500.000 dollari Bitcoin pagati per organizzare la fuga dal Giappone dell’ex CEO di Nissan

Il figlio dell’ex presidente della Nissan Carlos Ghosn, sfuggito agli arresti domiciliari in Giappone a dicembre, ha pagato l’estrazione con il Bitcoin.

Carlos Ghosn – l’ex capo dei Nissan, che a dicembre ha compiuto una drammatica fuga dagli arresti domiciliari in Giappone – ha pagato alla squadra di estrazione mezzo milione di dollari di crypto.

Secondo i pubblici ministeri statunitensi in un’istanza del tribunale, il figlio di Ghosn ha organizzato un pagamento a Peter Taylor – uno dei due uomini che hanno aiutato l’ex presidente della Nissan a fuggire dal Giappone – di 500.000 dollari a Bitcoin Trader attraverso la base di scambio crittografica statunitense Coinbase.

Taylor e suo padre, l’ex berretto verde Michael Taylor, hanno contrabbandato Ghosn fuori dal Giappone in una custodia di strumenti musicali e lo hanno aiutato nel suo trasporto dall’aeroporto internazionale Kansai di Osaka.

Secondo quanto riferito, Ghosn ha pagato ai Taylor un totale di 1,36 milioni di dollari per i servizi connessi alla sua fuga dal Giappone e al suo trasferimento in Libano, dove ha la cittadinanza. I pagamenti della BTC sono stati effettuati a rate da gennaio a maggio – dopo la drammatica fuga di Ghosn del 29 dicembre. Gli investigatori giapponesi hanno detto che lo stesso Ghosn ha versato 860.000 dollari a una società gestita da Peter Taylor come parte del pagamento iniziale.

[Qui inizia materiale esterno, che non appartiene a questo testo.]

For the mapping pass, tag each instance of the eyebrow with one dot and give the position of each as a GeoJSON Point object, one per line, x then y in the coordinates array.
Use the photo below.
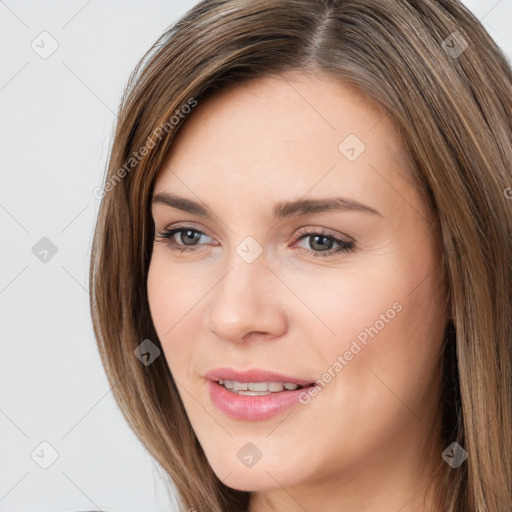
{"type": "Point", "coordinates": [280, 210]}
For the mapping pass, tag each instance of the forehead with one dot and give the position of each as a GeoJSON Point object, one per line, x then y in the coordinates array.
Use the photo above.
{"type": "Point", "coordinates": [291, 133]}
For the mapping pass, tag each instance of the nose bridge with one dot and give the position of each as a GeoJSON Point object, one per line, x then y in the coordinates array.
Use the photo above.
{"type": "Point", "coordinates": [241, 302]}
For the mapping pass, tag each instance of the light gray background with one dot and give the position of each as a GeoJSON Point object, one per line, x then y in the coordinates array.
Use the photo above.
{"type": "Point", "coordinates": [57, 116]}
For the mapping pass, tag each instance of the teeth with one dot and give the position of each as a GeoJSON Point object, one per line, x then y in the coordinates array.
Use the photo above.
{"type": "Point", "coordinates": [257, 388]}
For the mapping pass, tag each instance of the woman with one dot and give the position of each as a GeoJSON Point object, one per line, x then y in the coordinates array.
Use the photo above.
{"type": "Point", "coordinates": [262, 370]}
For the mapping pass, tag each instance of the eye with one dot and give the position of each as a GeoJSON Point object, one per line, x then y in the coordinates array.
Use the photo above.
{"type": "Point", "coordinates": [189, 238]}
{"type": "Point", "coordinates": [320, 238]}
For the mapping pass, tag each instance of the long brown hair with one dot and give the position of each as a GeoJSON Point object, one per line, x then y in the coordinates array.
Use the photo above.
{"type": "Point", "coordinates": [448, 87]}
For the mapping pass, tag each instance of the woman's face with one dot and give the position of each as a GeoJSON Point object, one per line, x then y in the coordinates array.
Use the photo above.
{"type": "Point", "coordinates": [262, 285]}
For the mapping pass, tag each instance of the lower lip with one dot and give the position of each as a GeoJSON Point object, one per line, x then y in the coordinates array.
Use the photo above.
{"type": "Point", "coordinates": [246, 407]}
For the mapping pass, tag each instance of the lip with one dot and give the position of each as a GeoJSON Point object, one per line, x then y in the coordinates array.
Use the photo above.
{"type": "Point", "coordinates": [251, 408]}
{"type": "Point", "coordinates": [254, 375]}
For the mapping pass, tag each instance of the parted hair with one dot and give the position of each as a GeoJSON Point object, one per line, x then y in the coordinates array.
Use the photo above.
{"type": "Point", "coordinates": [448, 88]}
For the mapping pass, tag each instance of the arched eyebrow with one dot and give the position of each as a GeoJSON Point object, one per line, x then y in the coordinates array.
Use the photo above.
{"type": "Point", "coordinates": [285, 209]}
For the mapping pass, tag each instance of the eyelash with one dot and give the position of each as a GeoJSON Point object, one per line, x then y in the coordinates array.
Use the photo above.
{"type": "Point", "coordinates": [344, 245]}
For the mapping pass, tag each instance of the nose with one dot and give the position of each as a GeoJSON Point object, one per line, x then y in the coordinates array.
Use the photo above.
{"type": "Point", "coordinates": [247, 303]}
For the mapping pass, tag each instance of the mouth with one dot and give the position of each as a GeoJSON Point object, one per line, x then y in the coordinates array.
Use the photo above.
{"type": "Point", "coordinates": [254, 394]}
{"type": "Point", "coordinates": [259, 388]}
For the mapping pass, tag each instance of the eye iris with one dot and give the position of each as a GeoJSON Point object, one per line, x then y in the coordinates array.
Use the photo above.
{"type": "Point", "coordinates": [320, 246]}
{"type": "Point", "coordinates": [195, 236]}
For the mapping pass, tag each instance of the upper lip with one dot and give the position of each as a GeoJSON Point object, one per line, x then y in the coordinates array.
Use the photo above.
{"type": "Point", "coordinates": [253, 375]}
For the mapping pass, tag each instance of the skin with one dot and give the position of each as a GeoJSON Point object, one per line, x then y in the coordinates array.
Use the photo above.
{"type": "Point", "coordinates": [361, 444]}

I Taylor sono sotto la custodia degli Stati Uniti dal loro arresto a maggio, su richiesta del governo giapponese. Ghosn è attualmente libero in Libano, che non ha un accordo di estradizione con il Giappone.

Fuga dal Giappone

Ghosn è stato arrestato e incriminato quattro volte nella nazione asiatica tra il 2018 e il 2019 con l’accusa di crimini finanziari alla Nissan, con conseguenti periodi di detenzione, isolamento, interrogatori senza la presenza di un avvocato ed eventuali arresti domiciliari. Il suo avvocato e altri nel Paese hanno etichettato il trattamento come „giustizia degli ostaggi“, accusando le autorità giapponesi di aver forzato le confessioni attraverso la detenzione prolungata.

L’ex capo dei Nissan era agli arresti domiciliari a Tokyo da aprile, quando i Taylor sono arrivati con la scusa di partecipare a un concerto di violino. Ghosn era libero di visitare il vicino Grand Hyatt hotel, dove ha incontrato i Taylor. Ha poi potuto prendere i mezzi pubblici da Tokyo a Osaka, dove la più grande cassa di strumenti musicali – con Ghosn all’interno – è stata caricata su un jet privato diretto a Istanbul prima di prendere un secondo aereo per Beirut.

Somiglianze con la custodia del Monte Gox

Il caso di Ghosn ha delle analogie con quello di Mark Karpeles, l’ex amministratore delegato del defunto crypto exchange Mt Gox.

Entrambi gli uomini erano soggetti alla legge giapponese per presunti reati finanziari. Come Ghosn, anche Karpeles conosceva il sistema giudiziario del Paese, avendo trascorso egli stesso 11 mesi di detenzione dal suo arresto nell’agosto 2015. Prima della fuga di Ghosn, i due hanno persino parlato di persona, una conversazione che potrebbe aver influenzato la sua decisione di fuggire dal Giappone.

Tuttavia, Karpeles ha scelto di affrontare il sistema. Alla fine è stato assolto dalle principali accuse relative al monte Gox, ma è stato accusato di aver gestito male i fondi elettronici. Il suo ultimo appello sull’accusa finale è stato respinto a giugno.